General Discussion
In reply to the discussion: Is the (D) behind the name more important than the voting record? [View all]wildeyed
(11,243 posts)We are talking about Bernie Sanders, right?
On the national stage, Sanders functions as an activist, not a politician. Activists work outside of party structures to hold politicians accountable but they don't do the hard work of finding consensus and implementing policy. I have huge respect for activists. Activists play an important role in our democracy. But it is not the activist's job to get involved in the nitty-gritty of making the sausage. And it is not their job to be liked by politicians.

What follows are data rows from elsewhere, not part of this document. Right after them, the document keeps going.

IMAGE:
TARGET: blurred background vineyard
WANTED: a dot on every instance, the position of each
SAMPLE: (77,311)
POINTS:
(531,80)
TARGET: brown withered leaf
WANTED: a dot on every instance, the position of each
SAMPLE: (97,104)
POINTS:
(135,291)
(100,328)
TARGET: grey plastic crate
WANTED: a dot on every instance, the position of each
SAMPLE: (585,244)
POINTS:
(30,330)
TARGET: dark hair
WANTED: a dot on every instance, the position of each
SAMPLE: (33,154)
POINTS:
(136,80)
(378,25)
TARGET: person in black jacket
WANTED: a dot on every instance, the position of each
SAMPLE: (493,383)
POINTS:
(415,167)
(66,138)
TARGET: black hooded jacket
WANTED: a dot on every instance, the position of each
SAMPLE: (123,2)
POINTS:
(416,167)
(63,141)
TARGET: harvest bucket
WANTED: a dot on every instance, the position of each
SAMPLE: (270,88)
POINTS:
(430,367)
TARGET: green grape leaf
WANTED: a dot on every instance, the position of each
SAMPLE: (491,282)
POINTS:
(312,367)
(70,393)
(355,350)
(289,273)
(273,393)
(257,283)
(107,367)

Sanders wants to have his cake and eat it too. He wants to be the activist who holds Democrats' feet to the fire on the big moral issues. As a result, he is not well liked by rank and file Dems. He identifies as independent, criticizes them publicly and is a general PITA. Which is ok if he is an activist. Not his job to be liked. But when he ALSO wants to make party policy, then there is conflict.
Ironically, if Clinton won, he would be on much better footing. But because he failed to deliver his base on election day, his brand is degraded. In essence, he failed to hold his caucus together. No greater crime in the political party arena.

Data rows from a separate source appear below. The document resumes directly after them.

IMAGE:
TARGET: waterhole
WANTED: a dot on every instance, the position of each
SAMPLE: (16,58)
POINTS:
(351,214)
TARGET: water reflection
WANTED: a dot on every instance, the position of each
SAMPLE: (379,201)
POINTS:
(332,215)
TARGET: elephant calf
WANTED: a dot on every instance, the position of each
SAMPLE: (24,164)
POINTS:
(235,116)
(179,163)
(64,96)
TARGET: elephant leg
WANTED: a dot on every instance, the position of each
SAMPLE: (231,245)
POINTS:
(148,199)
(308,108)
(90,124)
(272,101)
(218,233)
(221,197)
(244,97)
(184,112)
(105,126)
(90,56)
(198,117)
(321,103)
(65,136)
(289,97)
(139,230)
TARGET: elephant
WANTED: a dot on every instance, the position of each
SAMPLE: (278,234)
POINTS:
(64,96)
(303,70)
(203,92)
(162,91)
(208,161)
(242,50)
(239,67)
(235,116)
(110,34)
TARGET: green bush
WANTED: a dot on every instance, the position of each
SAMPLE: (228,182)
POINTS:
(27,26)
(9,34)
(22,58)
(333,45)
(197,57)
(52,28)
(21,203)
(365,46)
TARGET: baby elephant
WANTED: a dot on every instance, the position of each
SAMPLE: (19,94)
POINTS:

Nothing is as cut and dried in politics as you are making it out to be. Sanders represents a constituency that would normally be under the Dem coalition umbrella and he caucuses with Dems. In that sense he is part of the Democratic Party. But he is not part of group who runs the party day-to-day. He doesn't have sweat equity in actually running the party. And he does not consistently deliver votes to the party, the only thing that the party really respects. So in that sense, he is not part of the Democratic Party.

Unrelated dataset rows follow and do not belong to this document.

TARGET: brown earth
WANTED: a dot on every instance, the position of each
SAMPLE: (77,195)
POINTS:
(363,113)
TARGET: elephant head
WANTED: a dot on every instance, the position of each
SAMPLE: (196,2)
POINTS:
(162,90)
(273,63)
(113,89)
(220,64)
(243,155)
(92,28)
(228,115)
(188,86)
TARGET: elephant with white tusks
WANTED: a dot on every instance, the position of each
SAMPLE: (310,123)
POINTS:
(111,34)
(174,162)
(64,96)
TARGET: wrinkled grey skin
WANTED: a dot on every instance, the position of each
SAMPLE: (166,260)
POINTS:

It's really two separate things that are called by the same name, now that I think about it. We should call all the groups represented by the Democrats the 'Democratic Coalition' and call the people who run the fundraising, crunch electoral math and do the vote whipping on a day to day basis the 'Democratic Party'. It would be more correct and less confusing, don't you think? Bernie is def a coalition member, def not a party member.